To investigate the ability of chrysin to alleviate cardiac functions we evaluated its effect on hemodynamic and ventricular assessments. Isoproterenol administration resulted in significant (P < 0.001) hemodynamic impairment in rats as observed through significantly reduced SAP, DAP and MAP as compared to sham group (Figure 1a-c). Similarly, significant (P < 0.001) ventricular dysfunction was also observed as exhibited through decreased contractility (+LVdP/dtmax), relaxation (−LVdP/dtmax) and increased LVEDP (Figure 1d-f). Interestingly, chrysin (15–60 mg/kg) dose dependently abolished the detrimental effect of isoproterenol and improved hemodynamic and ventricular dysfunction as observed by significant (P < 0.01) improvement in arterial pressures, ±LVdP/dtmax and LVEDP, though the level of significance (P < 0.001) was found to be greater with the highest dose (60 mg/kg) as compared to other two doses (Figure 1a-f). No significant change in HR was observed in any of the groups (Figure 1g).
Figure 1

Effect of chrysin on hemodynamic parameters following isoproterenol-induced myocardial injury. (a) SAP: Systolic arterial pressure; (b) DAP: Diastolic arterial Pressure; (c) MAP: Mean arterial pressure; (d) + LVdP/dtmax: Maximal positive rate of left ventricular pressure; (e) -LVdP/dtmax: Maximal negative rate of left ventricular pressure; (f) LVEDP: Left ventricular end diastolic pressure and (g) HR: Heart rate. All values are expressed as mean ± S.D (n = 10/group).*P < 0.001 vs. sham and §P < 0.05, αP < 0.01, †P < 0.001 vs. ISO.

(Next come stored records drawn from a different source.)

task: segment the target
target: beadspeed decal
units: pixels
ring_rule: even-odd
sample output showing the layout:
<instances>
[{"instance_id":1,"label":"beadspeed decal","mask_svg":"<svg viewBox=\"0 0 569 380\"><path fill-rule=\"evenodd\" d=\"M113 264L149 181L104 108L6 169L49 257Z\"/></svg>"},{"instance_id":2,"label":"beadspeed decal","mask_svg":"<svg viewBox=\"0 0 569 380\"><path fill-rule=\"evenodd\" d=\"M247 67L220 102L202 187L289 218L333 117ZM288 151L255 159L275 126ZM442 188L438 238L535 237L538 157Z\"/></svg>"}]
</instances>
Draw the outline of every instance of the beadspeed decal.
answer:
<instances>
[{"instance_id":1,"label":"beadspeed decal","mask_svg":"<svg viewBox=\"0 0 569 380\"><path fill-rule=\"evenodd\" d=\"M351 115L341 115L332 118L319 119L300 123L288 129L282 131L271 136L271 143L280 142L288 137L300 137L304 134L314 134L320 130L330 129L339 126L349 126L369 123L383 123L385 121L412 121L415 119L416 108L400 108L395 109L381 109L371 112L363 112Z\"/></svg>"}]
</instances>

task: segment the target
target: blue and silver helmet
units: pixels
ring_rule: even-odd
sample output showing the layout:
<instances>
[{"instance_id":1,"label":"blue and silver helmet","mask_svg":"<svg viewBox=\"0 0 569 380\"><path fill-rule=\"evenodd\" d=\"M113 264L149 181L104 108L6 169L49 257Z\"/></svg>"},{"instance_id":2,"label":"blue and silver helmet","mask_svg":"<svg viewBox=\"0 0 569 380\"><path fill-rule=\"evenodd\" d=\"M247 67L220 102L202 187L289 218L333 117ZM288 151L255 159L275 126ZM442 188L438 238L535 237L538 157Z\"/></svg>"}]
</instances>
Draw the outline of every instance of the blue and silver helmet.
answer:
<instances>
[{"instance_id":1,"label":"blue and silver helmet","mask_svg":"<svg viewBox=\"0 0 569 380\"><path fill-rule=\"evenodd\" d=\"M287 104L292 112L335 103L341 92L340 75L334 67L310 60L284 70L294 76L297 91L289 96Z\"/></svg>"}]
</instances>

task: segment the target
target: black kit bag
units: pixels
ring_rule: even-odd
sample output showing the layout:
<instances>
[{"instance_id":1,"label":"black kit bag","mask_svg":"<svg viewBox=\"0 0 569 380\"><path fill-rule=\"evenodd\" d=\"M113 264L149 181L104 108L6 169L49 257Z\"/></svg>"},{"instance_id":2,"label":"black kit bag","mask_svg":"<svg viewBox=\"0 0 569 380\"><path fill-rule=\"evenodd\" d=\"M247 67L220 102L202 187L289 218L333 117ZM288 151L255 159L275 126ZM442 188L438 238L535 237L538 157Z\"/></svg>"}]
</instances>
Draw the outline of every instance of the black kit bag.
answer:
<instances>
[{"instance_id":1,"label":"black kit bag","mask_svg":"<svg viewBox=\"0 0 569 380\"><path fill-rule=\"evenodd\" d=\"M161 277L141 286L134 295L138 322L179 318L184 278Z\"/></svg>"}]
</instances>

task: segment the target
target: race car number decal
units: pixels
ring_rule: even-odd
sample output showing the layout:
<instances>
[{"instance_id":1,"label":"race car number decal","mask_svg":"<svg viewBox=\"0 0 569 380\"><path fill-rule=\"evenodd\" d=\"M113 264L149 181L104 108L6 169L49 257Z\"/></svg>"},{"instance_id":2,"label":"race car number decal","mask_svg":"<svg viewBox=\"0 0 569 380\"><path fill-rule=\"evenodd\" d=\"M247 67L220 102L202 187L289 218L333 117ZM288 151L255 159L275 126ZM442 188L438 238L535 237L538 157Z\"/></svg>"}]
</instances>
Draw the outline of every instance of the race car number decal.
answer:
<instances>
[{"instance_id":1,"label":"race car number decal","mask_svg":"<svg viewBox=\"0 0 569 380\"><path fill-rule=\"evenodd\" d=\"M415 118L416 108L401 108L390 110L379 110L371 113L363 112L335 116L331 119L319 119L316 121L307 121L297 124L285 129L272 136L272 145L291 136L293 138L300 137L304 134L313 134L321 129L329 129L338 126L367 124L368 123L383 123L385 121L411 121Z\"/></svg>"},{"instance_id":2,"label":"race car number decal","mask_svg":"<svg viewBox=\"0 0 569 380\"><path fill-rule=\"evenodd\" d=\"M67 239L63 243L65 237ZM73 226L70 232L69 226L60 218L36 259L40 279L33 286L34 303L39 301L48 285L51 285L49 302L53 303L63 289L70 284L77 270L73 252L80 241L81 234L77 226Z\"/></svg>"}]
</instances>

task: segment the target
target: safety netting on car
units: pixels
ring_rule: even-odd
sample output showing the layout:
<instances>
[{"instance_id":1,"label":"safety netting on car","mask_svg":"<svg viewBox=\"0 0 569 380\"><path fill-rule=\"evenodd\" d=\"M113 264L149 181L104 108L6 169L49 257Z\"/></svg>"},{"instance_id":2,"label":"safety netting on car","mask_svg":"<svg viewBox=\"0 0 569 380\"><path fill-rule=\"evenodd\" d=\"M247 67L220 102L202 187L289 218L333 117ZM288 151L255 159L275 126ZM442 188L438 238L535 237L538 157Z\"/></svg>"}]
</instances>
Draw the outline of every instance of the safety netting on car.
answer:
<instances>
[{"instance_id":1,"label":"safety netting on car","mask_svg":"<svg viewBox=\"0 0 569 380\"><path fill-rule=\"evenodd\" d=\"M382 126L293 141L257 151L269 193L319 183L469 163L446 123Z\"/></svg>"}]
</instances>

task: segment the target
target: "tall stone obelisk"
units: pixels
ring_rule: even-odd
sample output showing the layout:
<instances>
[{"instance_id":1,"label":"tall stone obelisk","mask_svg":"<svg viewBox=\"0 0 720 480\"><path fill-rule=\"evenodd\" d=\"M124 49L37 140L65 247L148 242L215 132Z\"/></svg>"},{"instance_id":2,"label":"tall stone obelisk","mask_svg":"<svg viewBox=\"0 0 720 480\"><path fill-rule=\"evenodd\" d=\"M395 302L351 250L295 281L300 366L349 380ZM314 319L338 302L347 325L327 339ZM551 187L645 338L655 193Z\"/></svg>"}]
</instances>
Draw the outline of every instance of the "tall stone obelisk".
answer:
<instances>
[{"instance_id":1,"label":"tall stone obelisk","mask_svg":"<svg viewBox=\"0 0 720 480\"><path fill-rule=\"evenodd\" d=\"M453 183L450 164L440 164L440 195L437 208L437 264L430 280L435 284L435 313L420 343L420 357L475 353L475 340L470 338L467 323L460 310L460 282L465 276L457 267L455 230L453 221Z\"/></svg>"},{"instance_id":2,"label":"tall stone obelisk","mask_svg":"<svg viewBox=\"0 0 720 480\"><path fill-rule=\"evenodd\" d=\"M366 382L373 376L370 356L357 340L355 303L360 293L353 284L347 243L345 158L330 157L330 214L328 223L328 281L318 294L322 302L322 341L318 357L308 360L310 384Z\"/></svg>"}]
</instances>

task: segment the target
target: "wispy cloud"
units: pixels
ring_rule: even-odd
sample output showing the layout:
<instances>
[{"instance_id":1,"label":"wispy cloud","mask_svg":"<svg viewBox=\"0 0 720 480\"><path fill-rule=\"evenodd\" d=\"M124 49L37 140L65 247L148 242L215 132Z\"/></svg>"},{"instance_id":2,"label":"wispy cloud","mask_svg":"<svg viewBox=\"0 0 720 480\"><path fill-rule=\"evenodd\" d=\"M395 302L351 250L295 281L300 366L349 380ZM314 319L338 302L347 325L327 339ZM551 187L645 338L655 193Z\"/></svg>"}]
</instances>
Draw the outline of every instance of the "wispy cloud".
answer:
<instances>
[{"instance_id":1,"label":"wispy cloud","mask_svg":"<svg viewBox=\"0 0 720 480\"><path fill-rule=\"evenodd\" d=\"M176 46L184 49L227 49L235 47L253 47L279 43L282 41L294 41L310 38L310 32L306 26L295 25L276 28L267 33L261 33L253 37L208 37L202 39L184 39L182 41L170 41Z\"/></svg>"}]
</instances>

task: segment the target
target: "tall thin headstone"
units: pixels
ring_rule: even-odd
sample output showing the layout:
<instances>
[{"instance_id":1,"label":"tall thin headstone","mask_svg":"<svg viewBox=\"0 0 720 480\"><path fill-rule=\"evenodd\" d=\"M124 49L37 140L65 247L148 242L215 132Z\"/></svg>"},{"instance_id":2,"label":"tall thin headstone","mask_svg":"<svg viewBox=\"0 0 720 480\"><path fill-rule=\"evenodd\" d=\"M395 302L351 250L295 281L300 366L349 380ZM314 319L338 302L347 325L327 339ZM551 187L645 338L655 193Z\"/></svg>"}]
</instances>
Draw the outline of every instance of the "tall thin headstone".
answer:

Effect of chrysin on various biochemical parameters

To further analyze the cardioprotective effect of chrysin, we assayed various oxidant-antioxidant proteins (GSH level and GSHPx, SOD and CAT activities), cardiac injury markers (CK-MB and LDH levels), oxidative DNA damage marker (8-OHdG level), MDA, NO and TNF-α levels. Myocardial injury induced by isoproterenol led to significant (P < 0.001) decrease in GSHPx, SOD and CAT activities and GSH, LDH and NO levels with concomitant increase in TNF-α, 8-OHdG, MDA and CK-MB levels, thus further strengthening the evidence for oxidative and inflammatory damage due to isoproterenol. Rats fed with chrysin (15–60 mg/kg) dose dependently normalized the above mentioned biochemical parameters though the effect was most pronounced (P < 0.01) at 60 mg/kg as compared to other two doses (Figures 2a-f and 3a-d).
Figure 2

Effect of chrysin on anti-oxidant parameters and NO level following isoproterenol-induced myocardial injury. (a) GSH: Reduced glutathione; (b) MDA: Malondialdehyde; (c) SOD: Superoxide dismutase; (d) CAT: Catalase; (e) GSHPx: Glutathione peroxidase and (f) NO: Nitric oxide. All values are expressed as mean ± S.D (n = 6/group).*P < 0.001 vs. sham and §P < 0.05, αP < 0.01, †P < 0.001 vs. ISO.

Figure 3

Effect of chrysin on cardiac injury markers and 8-OHdG and TNF-α levels and TUNEL positivity following isoproterenol-induced myocardial injury. (a) LDH: Lactate dehydrogenase; (b) CK-MB: Creatine Kinase-MB; (c) 8-OHdG: 8-hydroxy-2-deoxyguanosine; (d) TNF-α: Tumor necrosis factor-α and (e) Quantification of cardiomyocyte TUNEL positive nuclei. All values are expressed as mean ± S.D (n = 6/group).*P < 0.001 vs. sham and §P < 0.05, αP < 0.01, †P < 0.001 vs. ISO.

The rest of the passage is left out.